– – By Elizabeth Mochrie
The Toronto Acting Academy for Television and Film doesn’t just provide its students with classes and the chance to work with seasoned professionals, it also sends them on acting jobs, providing them with the opportunity to gain real on-set experience.
It’s a Saturday morning in late July, but the forty TAA students who have shown up to be a part of a commercial shoot bright-eyed and energetic. Since taking classes with the academy, many of them have already worked behind the camera, as extras on commercials or even acting in principal roles on short films, thanks to TAA. Students are regularly informed of auditions and acting jobs in Toronto. Most of the jobs the students are sent to are commercials and instructional videos, but it’s valuable experience, helping students to build resumes, experience the industry first-hand and learn what it’s like to work on set.
And so many of the kids know the drill for the day: long hours of waiting off-set and doing multiple takes. Yet this doesn’t appear to phase any of them or dampen their enthusiasm a bit.
Patience is definitely a virtue, according to TAA student Samantha Kelly, 19, who has been acting professionally for the past three years, but doing background and commercial work is also “fun, a great way to test the waters…figure out where you belong in the industry. It’s always experience in the long run.” But passion and enthusiasm don’t count for nothing, she explains: “I think you’ve got to love it, because when you love what you do, the waiting feels like nothing.”
So while Joana Reale, 14, admits that this kind of acting work is “repetitive sometimes,” she is nonetheless eager and excited to be working. “When I heard about the shoot today, I was so excited,” she says. Another TAA student, Taylor Evans, 16, is also looking forward to the day: “It should be fun. I’m excited.”
But even with all their enthusiasm, how do all these young actors handle the long days and hours of waiting? A crew member explains that these full-day shoots frequently involve card games and M&M betting pools, but for most of the students the answer is simple enough: socializing.
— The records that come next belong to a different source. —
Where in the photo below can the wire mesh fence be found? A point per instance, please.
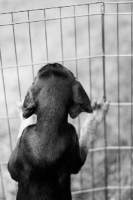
(95, 41)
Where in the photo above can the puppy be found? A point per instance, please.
(24, 122)
(49, 151)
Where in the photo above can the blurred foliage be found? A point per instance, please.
(119, 164)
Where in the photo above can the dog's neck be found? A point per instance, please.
(50, 117)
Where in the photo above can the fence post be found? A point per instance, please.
(104, 96)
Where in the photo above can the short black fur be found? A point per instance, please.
(48, 153)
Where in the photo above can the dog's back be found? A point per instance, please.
(48, 152)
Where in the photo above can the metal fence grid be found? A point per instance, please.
(106, 19)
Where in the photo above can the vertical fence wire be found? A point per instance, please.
(131, 172)
(118, 89)
(31, 50)
(90, 76)
(46, 38)
(5, 100)
(75, 40)
(62, 52)
(16, 58)
(2, 183)
(104, 96)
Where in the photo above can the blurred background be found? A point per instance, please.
(95, 42)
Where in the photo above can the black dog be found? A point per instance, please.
(49, 152)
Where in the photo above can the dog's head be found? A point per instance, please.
(56, 81)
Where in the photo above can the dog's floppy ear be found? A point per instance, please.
(80, 100)
(29, 104)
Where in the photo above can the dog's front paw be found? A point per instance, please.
(100, 109)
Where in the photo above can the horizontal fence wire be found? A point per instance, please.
(76, 58)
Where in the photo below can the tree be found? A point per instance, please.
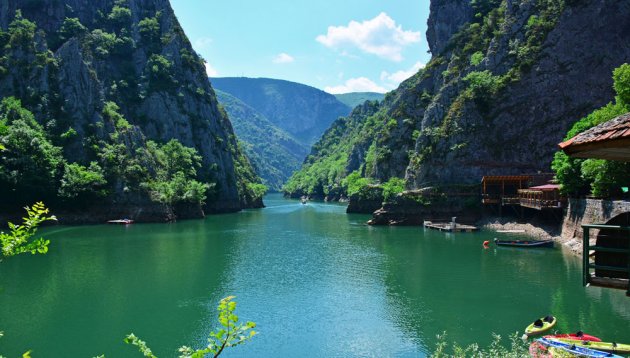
(19, 239)
(31, 164)
(601, 178)
(231, 333)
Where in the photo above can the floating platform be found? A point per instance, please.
(120, 222)
(447, 226)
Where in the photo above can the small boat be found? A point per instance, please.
(524, 243)
(540, 326)
(601, 346)
(578, 336)
(573, 348)
(121, 221)
(539, 350)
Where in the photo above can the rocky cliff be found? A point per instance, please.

“You never really meet people that you don’t want to talk to,” Rylee Johnson, 16, says, and the other students are quick to agree. Doing commercial and background work isn’t only great job experience, it’s a great way to meet people – people you wouldn’t otherwise get the chance to meet. And from the looks of things, the actors have taken this to heart: the large cafeteria room that has become Actor Central for the day is full of tables, each with a group of young, chatting actors.
The students all want to be here, and it shows.